Red Sox OK with free agent backstop Jorge Alfaro on a minor league contract, reports MassLive’s Chris Cotillo (Twitter link). He will receive a base salary of $2 million if he cracks the MLB roster and would have the option to retire and return to free agency on June 1 and July 1 if he has not yet been called up.

Alfaro, 29, has played in each of the last seven major league campaigns. A top prospect in the Rangers and Phillies farm systems, he went from Texas to Philadelphia in the Cole Hamels blockbuster in 2015. Alfaro made his debut for Philadelphia in 2016 and would spend part of the next two seasons as a primary receiver. He showed the power and massive arm strength that had made him such a prized talent in the minor leagues, but he was knocked out in 35.2% of his plate appearances as a Phillie.

After the 2018 season, Philadelphia packed it with sixto sanchez to the Marlins, division rivals, for JT Realmuto. Miami had hoped Alfaro would step in as a big league-ready replacement for its outgoing star receiver. Alfaro served as their primary catcher for the next three seasons, but continued to perform at an inconsistent level, largely due to his strikeout issues.

The Padres fired the Colombian-born player in a minor trade last offseason. Alfaro cracked the opening day roster after massive spring training and went on to appear in just over half of the team’s games. He had 274 plate appearances, hitting .246/.285/.383 with seven homers and a strikeout percentage of 35.8%. At the end of the season, San Diego turned him down rather than retain him for a projected referee salary of $3.6 million.

In just under 500 MLB games, Alfaro is a .256/.305/.396 hitter. He caught 47 homers and made a lot of hard contacts. His on-base numbers were tempered by his below-average takedown and walk profile, as he shot free passes 4.2% of the time while stoking more than 34% of his trips. It’s been a somewhat similar boom or bust profile defensively. Alfaro has a top-tier throwing arm and has reduced base-stealing attempts by 27.5% throughout his career. Yet he’s also considered a below-average coach and wide receiver, according to Statcast and Baseball Prospectus metrics.

While Alfaro’s overall job has had its ups and downs, it represents a low-risk upside game for a Boston club that has an uncertain contagious mix. Reese McGuire and Connor Wang currently looks set for a loose peloton arrangement behind the dish. They are the only backers on the Red Sox’s 40-man roster, and neither has long histories as MLB regulars.
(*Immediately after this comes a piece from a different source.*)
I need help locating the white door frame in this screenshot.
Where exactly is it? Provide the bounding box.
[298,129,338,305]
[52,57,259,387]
Alfaro is an experienced depth option who can fight for a job in spring training and/or start the season at Triple-A Worcester as injury insurance.
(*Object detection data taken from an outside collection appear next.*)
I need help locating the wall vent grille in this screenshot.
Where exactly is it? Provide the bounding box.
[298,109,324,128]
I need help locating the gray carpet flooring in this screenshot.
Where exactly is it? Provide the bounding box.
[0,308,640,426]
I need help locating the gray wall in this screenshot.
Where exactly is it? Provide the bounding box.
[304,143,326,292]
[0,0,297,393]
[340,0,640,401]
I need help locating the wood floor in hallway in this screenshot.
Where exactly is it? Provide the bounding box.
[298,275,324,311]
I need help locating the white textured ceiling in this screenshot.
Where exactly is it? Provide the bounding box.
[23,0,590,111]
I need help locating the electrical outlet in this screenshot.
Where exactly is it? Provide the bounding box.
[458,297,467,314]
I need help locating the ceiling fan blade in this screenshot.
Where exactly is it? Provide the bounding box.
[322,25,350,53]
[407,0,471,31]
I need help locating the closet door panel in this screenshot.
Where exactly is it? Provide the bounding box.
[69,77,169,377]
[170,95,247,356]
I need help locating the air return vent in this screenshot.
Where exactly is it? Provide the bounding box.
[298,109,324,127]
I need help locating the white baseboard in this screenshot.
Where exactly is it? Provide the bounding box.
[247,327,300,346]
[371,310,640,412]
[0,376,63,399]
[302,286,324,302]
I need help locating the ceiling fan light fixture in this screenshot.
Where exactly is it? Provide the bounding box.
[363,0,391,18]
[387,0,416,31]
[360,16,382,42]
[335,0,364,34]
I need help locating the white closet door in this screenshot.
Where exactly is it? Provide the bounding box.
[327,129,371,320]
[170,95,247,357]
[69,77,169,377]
Alfaro has over five years of major league service, which means he cannot be opted for the minor leagues. If he cracks the MLB roster at some point, Boston will have to either keep him in the majors or make him available to other clubs through trades or waivers. If Alfaro spends 89 days on MLB’s active roster or injured roster next season, he would exceed the six-year service threshold and qualify for free agency next offseason. If he is on the roster for 88 days or less in total but out of the 40 players at the end of the season, he would be eligible for arbitration for the 2024 campaign.